The administration should strive to make sure that U.S. companies, investors, consumers and capital markets do not contribute to Amazon deforestation. The Climate Principals recommend the administration consider:
  • Requiring consumer goods and agricultural companies to conduct due diligence and report on deforestation in their supply chains. 
  • Requiring U.S. companies and financial institutions to disclose, report and manage deforestation-related climate risk, building from the framework created by the Task Force in Climate-related Financial Risks. 
The administration will need to strengthen international alliances to turn protecting the Amazon into a true global priority.  The Climate Principals recommend it consider: 
  • Negotiating diplomatic agreements to incentivize the protection of forests under local laws and policy frameworks, including through results-based payment systems that are consistent with the Paris Agreement. 
    • Securing a global consensus that all countries should establish their own quantitative national targets for forest and land use emission reductions under the Paris Agreement.
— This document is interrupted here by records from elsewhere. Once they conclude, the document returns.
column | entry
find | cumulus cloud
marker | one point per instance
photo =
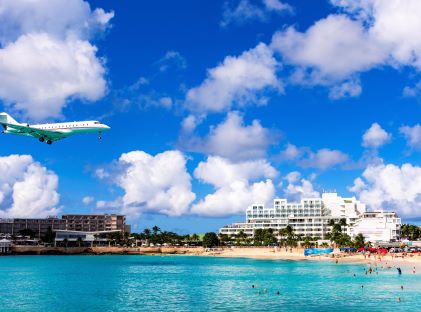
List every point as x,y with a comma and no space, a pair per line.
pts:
375,136
366,34
46,57
299,187
390,187
159,184
346,89
246,11
237,185
231,139
172,59
87,200
237,81
27,189
321,159
412,135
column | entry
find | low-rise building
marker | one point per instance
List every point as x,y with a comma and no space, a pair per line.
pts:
5,246
70,222
95,222
309,217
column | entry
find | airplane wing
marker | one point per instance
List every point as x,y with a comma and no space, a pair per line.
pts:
37,133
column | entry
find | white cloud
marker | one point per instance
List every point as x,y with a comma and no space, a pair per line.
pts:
87,200
27,189
349,88
321,159
237,81
38,73
276,5
237,185
375,136
172,59
157,183
412,135
299,187
363,35
246,11
318,48
232,139
45,56
391,188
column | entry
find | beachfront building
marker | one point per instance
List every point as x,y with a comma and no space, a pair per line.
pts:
95,222
84,238
309,217
38,225
5,246
80,222
378,226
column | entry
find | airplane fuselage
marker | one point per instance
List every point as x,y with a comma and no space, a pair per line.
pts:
52,131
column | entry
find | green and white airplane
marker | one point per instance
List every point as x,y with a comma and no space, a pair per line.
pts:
51,132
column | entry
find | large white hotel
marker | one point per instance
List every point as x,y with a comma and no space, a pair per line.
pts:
311,217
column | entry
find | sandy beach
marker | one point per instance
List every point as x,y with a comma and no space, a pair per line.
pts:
410,260
275,253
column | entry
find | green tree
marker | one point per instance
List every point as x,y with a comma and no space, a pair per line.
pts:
241,238
224,239
210,239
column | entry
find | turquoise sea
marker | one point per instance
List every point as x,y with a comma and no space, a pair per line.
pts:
187,283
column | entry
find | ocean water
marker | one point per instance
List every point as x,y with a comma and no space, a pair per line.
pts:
188,283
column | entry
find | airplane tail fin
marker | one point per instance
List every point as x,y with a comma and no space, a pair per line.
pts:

Those who are able should consider not only establishing such goals at home, but also setting quantitative goals for assisting other countries to finance their own forest and land use emission reductions. 
    • Building support for the inclusion of high-quality forest carbon credits in international markets, to assist with the transition to full decarbonization of the global economy, without detracting from climate action in other economic areas. 
  • Strengthening safeguards for the Amazon and other forests in bilateral, regional and global development finance, including for U.S. foreign assistance and funding provided by multilateral development banks. 
  • Working with Europe, Japan, China and other major economies to align international efforts and thereby spread globally the policies outlined above.

Statements From the Principals

Protecting the Amazon for The Future

Statements of Support

Biden-Harris Administration Meeting The Moment

The U.S. Climate Principals Group welcomes President Biden and Madam Vice President Harris’ commitment to strengthening U.S. climate policy, rejoining the Paris Agreement and convening world leaders to accelerate global action to address climate change, which they have rightly characterized as an existential threat to humanity. We also endorse the Biden-Harris commitment to mobilize $20 billion to protect the Amazon rainforests, which are disappearing at an alarming rate and are critical to the climate system, public health, human rights, and biodiversity. 

Protecting the Amazon will require new policies, skilled diplomacy and great determination.  We are confident the administration understands that solutions must benefit the countries, communities and forest-dependent people in the region by contributing to sustainable development. 

U.S. efforts to protect the Amazon should be carried out in partnership with our allies in South America and around the world. As President Biden and Madam Vice President Harris have said, we need to engage Brazil constructively in the spirit of friendship and with new economic incentives. Additionally, the administration should also seek to expand current U.S. support to other globally significant tropical forest regions, including Mesoamerica, Indonesia and Southeast Asia and the Congo Basin as well.

Implementing the Amazon Protection Plan fully will require cooperation from Congress, of course. Fortunately, protecting the Amazon has been a bipartisan American foreign policy goal for decades. With support from both parties in Congress, Presidents over the past twenty years have championed the protection of the Amazon. With strong leadership from the Biden-Harris administration, we hope Congress will continue to support this important agenda. If helpful, we will assist the administration in rallying support for Amazon protection.